No último dia do prazo para sancionar a lei de abuso de autoridade aprovada pelo Congresso Nacional, o presidente Jair Bolsonaro acabou com o suspense e vetou nada menos que 19 trechos da lei, incluindo artigos inteiros, mas contemplando também parágrafos ou incisos de outros artigos. No fim da noite de quarta-feira, Bolsonaro já havia dito pelo Twitter que acolheria integralmente as sugestões do ministro da Justiça, Sergio Moro; da Advocacia-Geral da União; da Controladoria-Geral da União; e da Secretaria-Geral da Presidência da República.
A maior parte dos vetos, como era de se esperar, concentrou-se nas condutas que a lei descrevia como abuso de autoridade, mas Bolsonaro também vetou um artigo bastante problemático da lei: o 3.º, que, ao prever a possibilidade de ação civil privada contra o agente público caso o MP não se pronunciasse, abria as portas para a retaliação de investigados, acusados, réus e condenados contra procuradores, promotores e juízes. Ocorre que, com o veto do artigo todo, a decisão acabou sendo inócua, pois passa a vigorar o que está nos artigos 29 e 30 do Código de Processo Penal, que preveem basicamente o mesmo procedimento, permitindo a ação civil privada caso o MP não proponha a ação civil pública. Teria sido muito mais adequado o veto apenas aos parágrafos 1.º e 2.º do artigo 3.º, mantendo o caput segundo o qual “os crimes previstos nesta lei são de ação penal pública incondicionada” – isso fecharia de vez as portas para a vingança de investigados e acusados.
Bolsonaro acabou mantendo na lei certos trechos que ainda causarão muitos problemas a autoridades idôneas
Entre os artigos que Bolsonaro também vetou estavam alguns trechos que, como já havíamos apontado neste espaço, colocariam grandes dificuldades ao trabalho de investigação, caso do artigo 30, que puniria quem desse “início ou proceder à persecução penal, civil ou administrativa sem justa causa fundamentada ou contra quem sabe inocente” – a chave, aqui, estava na expressão “sem justa causa fundamentada”. Da mesma forma, descrições vagas de certas atitudes também acabaram eliminadas do texto, como foi o caso da mobilização de veículos, pessoal ou armamento “de forma ostensiva e desproporcional” na execução de mandados de busca e apreensão, citada no artigo 22.
Mesmo alguns vetos que parecem mais controversos têm sua razão de ser. É o caso do inciso III do artigo 13.º, que puniria quem “constranger o preso ou o detento, mediante violência, grave ameaça ou redução de sua capacidade de resistência, a (...) produzir prova contra si mesmo ou contra terceiro”. Por mais problemático que seja não considerar abuso de autoridade o fato de constranger alguém a se incriminar, também é preciso ter em mente que a redação do trecho agora vetado acabaria dando munição a quem, por exemplo, critica a Lava Jato sob o argumento de que algumas prisões tinham o único objetivo de forçar delações premiadas.
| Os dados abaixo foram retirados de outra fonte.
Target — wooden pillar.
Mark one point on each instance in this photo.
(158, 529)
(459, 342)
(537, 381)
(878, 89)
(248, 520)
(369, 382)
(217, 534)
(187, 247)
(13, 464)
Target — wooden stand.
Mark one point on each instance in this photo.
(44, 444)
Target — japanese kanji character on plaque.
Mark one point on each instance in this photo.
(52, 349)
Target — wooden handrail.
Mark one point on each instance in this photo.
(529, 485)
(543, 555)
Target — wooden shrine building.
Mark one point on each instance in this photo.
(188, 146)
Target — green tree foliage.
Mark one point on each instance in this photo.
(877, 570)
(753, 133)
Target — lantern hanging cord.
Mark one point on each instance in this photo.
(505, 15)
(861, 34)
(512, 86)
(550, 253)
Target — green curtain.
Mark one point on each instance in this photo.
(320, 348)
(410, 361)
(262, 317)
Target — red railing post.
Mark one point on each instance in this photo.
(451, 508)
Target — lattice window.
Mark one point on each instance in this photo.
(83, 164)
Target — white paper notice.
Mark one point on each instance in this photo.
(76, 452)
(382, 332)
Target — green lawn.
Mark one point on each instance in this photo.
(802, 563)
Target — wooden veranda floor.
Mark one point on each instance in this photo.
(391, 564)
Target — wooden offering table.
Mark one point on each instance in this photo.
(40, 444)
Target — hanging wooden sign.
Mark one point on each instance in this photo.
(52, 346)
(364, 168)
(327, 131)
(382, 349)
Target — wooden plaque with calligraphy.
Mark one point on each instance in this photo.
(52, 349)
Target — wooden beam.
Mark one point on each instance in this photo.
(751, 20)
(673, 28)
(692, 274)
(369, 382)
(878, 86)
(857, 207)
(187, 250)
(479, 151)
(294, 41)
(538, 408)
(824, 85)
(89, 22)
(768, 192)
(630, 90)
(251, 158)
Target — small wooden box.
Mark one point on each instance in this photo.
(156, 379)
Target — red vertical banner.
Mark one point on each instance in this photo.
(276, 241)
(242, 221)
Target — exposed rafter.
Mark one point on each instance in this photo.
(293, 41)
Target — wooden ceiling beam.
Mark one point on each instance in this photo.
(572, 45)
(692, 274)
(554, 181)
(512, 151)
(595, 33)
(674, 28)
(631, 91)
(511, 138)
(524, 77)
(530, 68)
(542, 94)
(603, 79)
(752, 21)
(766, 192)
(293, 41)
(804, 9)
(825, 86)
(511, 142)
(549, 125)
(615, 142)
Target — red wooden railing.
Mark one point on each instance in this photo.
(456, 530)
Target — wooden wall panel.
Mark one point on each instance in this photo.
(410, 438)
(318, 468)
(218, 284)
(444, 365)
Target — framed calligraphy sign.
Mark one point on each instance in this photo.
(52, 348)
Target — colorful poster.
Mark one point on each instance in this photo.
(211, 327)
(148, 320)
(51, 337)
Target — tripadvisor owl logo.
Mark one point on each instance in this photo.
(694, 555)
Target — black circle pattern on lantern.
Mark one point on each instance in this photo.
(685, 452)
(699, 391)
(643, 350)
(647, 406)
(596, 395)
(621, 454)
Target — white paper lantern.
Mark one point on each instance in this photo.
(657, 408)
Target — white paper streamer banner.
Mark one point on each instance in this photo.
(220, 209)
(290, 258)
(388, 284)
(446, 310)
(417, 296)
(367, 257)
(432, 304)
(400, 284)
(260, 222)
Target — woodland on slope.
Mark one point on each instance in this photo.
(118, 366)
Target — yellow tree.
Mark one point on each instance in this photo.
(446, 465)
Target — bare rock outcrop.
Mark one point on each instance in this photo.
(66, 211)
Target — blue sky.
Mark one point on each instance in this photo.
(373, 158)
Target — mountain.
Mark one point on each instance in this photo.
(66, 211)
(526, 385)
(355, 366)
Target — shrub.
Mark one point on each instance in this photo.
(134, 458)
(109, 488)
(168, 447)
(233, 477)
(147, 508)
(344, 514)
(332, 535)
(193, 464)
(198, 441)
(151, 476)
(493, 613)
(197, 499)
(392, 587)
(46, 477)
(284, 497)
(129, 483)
No entanto, há pelo menos um outro veto que precisa de justificativa mais aprofundada: o do artigo 35, que criminalizaria o ato de “coibir, dificultar ou impedir, por qualquer meio, sem justa causa, a reunião, a associação ou o agrupamento pacífico de pessoas para fim legítimo”. Obviamente, a liberdade de reunião continua em vigor independentemente do veto, mas seria preciso explicar melhor por que a violação desse direito não deveria ser considerada abuso de autoridade.
Não são apenas alguns dos vetos que estão sujeitos a crítica: Bolsonaro acabou mantendo na lei certos trechos que ainda causarão muitos problemas a autoridades idôneas, devido à redação pouco precisa. É o caso do artigo 10, que trata da condução coercitiva “manifestamente descabida”; do artigo 31, sobre o ato de “estender injustificadamente a investigação”; e do artigo 37, que criminaliza o ato de “demorar demasiada e injustificadamente no exame de processo de que tenha requerido vista em órgão colegiado” – por mais que segurar processos por longos prazos seja, de fato, um procedimento muito condenável, a ausência de prazos específicos na lei deixa brechas para todo tipo de interpretação. Nesse sentido, o que fica na lei é bem mais preocupante que eventuais vetos desnecessários, até porque, com a sanção desses trechos, eles ficam cristalizados na lei, sem possibilidade de mudanças no futuro próximo.
Os vetos terão de ser analisados na próxima sessão conjunta do Congresso Nacional. Que nesta ocasião os parlamentares tenham a decência que não tiveram os deputados, na sessão em que aprovaram a lei, quando recusaram a votação nominal. O eleitor tem o direito de saber de que lado estão seus representantes em uma questão tão crucial como é o estabelecimento de medidas que podem atrapalhar o combate à corrupção.